Real estate was one of her primary interests. During her father’s years of dealing with John Jacob Astor, she had had many conversations with that shrewd gentleman, and she had wisely followed his advice and had invested much of her father’s profits in real estate in Manhattan. The risks had already paid off handsomely, and Miranda was sure they would provide even more income in the future. The speculation of buying land to sell at a future date for high profits was fun, but what she truly enjoyed was developing projects—buying land and building something on it that she could then rent to someone, or investing in another’s plan to build or expand or create.
So the thought of restoring a grand old house to its former glory did appeal to her, and she had lived with her father for too long not to have absorbed a great deal of interest in British history and architecture. But she did not want to renovate an estate so much that she was willing to marry to acquire it.
With the look of one delivering the coup de grace, her father went on proudly, “It even has a curse.”
Miranda raised her eyebrows. “A curse? That would be splendid, I’m sure.”
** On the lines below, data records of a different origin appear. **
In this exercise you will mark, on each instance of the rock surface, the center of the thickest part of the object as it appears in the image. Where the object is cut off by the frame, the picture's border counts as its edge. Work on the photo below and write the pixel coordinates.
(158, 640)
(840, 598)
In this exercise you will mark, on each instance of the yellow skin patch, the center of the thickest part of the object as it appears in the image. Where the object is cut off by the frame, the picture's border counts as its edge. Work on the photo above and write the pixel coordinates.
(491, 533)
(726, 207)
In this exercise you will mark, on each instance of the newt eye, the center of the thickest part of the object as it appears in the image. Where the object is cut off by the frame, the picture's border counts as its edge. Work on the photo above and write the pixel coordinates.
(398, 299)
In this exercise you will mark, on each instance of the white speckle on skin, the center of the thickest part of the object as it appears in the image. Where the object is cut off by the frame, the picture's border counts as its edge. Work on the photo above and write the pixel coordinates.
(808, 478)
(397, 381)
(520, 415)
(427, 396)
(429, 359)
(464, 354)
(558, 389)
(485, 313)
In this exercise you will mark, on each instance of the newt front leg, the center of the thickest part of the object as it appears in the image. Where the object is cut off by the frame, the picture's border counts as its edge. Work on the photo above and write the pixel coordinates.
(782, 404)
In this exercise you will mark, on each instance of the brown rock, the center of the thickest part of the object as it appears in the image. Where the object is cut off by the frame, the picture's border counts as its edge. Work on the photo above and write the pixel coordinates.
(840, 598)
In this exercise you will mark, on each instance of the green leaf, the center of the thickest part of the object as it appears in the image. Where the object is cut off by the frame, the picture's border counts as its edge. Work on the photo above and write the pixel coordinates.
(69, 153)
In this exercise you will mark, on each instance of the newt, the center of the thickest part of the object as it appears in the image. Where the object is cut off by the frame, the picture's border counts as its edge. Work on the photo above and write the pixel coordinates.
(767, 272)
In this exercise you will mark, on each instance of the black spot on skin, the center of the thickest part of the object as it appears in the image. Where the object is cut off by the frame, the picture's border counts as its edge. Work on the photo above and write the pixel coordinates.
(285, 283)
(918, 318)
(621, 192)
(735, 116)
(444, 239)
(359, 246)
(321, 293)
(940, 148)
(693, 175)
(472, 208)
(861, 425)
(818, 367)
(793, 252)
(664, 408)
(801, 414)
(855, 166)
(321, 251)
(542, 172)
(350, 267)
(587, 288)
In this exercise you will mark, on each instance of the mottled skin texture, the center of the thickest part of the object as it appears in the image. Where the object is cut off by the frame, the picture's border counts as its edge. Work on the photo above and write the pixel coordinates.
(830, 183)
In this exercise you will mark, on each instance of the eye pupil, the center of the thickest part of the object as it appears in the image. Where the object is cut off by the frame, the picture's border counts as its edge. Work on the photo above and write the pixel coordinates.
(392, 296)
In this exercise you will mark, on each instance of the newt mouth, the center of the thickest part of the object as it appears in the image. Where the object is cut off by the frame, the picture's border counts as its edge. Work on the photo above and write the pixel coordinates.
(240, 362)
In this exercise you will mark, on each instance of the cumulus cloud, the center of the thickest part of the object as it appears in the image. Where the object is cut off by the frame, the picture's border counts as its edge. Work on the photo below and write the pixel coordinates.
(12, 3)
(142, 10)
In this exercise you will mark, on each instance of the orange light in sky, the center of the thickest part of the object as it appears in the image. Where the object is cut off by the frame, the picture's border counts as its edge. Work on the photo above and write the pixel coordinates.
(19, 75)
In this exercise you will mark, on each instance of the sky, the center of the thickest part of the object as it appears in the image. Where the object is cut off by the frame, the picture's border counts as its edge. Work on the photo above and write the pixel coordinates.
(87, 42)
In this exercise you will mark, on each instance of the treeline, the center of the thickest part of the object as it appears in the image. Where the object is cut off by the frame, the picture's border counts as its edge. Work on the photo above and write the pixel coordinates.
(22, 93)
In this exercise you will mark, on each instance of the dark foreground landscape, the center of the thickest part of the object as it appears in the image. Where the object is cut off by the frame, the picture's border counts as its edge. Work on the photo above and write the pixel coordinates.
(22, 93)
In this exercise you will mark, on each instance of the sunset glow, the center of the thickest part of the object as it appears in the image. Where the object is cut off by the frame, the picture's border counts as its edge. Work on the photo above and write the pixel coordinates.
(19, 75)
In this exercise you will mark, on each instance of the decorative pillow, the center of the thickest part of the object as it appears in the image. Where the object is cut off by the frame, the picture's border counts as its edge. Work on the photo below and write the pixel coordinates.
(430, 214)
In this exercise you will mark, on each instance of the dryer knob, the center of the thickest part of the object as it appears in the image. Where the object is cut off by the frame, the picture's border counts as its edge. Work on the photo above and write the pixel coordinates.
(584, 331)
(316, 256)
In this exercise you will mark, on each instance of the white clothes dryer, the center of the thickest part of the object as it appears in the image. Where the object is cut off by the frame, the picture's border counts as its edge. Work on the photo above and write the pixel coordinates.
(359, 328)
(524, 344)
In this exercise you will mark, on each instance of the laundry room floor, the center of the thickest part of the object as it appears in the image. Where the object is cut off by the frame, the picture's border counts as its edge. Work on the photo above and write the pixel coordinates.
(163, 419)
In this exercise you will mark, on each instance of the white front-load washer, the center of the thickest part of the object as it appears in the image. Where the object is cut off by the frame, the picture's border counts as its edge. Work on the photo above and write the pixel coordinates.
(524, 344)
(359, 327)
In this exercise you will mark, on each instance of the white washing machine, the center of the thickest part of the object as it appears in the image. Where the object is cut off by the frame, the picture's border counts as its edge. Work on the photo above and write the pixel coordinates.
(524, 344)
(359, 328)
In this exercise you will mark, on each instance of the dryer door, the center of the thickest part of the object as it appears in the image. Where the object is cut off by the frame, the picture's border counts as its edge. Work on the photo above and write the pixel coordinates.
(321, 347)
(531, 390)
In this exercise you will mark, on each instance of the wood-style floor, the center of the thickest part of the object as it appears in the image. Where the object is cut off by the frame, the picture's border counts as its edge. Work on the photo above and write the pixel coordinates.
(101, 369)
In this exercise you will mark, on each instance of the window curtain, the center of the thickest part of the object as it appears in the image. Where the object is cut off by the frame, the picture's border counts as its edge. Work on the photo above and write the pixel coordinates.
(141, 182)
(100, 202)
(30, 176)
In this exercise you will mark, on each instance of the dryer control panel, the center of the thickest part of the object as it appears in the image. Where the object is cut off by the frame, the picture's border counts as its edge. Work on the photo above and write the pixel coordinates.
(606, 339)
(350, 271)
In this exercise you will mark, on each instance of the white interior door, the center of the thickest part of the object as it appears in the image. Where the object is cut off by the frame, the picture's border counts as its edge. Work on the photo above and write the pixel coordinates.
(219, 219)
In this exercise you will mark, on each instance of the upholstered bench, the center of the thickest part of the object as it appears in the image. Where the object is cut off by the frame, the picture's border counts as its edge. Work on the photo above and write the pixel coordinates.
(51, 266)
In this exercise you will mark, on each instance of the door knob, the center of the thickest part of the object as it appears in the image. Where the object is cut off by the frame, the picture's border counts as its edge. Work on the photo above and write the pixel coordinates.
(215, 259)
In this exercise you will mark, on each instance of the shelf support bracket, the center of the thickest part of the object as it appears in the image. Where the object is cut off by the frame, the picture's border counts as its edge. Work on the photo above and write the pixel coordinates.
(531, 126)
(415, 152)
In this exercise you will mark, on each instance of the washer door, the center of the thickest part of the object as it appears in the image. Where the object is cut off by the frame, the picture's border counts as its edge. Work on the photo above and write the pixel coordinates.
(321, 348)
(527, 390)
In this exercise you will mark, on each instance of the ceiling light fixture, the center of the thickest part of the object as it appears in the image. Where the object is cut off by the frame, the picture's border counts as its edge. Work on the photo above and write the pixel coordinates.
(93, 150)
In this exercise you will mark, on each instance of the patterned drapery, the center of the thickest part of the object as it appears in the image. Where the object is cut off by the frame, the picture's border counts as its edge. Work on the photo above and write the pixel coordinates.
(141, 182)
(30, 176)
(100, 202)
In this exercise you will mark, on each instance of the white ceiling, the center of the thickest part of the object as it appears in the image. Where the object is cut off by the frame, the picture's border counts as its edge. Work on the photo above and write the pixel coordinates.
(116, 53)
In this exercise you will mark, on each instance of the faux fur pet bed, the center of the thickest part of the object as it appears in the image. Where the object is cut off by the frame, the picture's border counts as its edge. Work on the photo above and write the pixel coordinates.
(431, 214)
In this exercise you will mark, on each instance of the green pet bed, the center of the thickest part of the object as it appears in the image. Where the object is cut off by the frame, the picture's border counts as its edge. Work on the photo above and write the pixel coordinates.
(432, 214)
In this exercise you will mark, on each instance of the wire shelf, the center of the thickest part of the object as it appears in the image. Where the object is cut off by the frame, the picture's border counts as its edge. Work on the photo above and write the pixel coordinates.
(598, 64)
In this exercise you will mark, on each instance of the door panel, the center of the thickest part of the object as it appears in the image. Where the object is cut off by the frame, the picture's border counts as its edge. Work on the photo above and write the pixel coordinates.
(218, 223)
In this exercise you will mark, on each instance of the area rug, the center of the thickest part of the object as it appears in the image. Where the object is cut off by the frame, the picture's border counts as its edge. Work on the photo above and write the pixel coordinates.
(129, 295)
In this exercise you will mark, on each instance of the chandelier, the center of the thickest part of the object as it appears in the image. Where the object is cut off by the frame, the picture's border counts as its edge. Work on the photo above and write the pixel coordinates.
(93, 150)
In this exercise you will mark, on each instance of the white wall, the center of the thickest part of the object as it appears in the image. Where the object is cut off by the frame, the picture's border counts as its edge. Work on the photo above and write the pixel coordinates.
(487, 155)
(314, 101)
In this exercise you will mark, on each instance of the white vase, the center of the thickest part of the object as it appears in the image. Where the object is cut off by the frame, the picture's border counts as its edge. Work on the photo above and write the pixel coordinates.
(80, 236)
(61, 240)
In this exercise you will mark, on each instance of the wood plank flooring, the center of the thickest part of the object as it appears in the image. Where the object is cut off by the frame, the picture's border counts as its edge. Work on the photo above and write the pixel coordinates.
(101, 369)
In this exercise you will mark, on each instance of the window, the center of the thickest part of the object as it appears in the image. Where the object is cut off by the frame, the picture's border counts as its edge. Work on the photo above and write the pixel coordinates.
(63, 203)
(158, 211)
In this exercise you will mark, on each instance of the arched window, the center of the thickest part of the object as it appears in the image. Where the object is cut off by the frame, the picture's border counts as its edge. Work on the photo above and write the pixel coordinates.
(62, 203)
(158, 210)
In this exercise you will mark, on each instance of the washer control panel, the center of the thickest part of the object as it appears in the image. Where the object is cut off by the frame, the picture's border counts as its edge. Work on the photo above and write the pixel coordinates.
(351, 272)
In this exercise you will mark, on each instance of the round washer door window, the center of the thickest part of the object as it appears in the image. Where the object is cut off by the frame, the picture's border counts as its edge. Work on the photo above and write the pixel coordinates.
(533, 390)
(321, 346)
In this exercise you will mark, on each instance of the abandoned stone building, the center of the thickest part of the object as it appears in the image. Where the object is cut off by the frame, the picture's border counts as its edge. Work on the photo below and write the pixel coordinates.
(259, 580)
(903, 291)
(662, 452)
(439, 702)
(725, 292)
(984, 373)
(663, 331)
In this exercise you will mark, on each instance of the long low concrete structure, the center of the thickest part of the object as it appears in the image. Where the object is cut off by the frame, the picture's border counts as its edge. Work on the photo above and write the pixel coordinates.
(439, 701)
“Oh, it is indeed. ‘Tis a wonderful curse. There was a powerful abbey in Derbyshire, you see—Branton Abbey—and during the Dissolution, when Henry VIII seized all the monastic lands and goods, he took this abbey and gave it to his good friend Edward Aincourt. Well, the abbot at Branton was a tough old coot, and he didn’t go easily. As they dragged him out of the church, he cursed the king and he cursed Aincourt. He cursed the very stones of the abbey, saying that nothing would ever prosper there and ‘no one who lives within these stones shall ever know happiness.’”
He looked at her triumphantly.
“Well. That is an impressive curse,” Miranda admitted. She knew her father’s love of drama and romance too well to be surprised to think that he would find a ruined, cursed house the perfect spot for his beloved daughter to live. To Joseph Upshaw, such a place would be a treasure.
“Isn’t it? They say that Capability Brown did the original gardens. Miranda…how can you pass up an opportunity like this? It isn’t only the house and grounds that need restoring, you know. Apparently the whole estate is also a financial wreck. You could rebuild that, as well. It could be one of your projects.”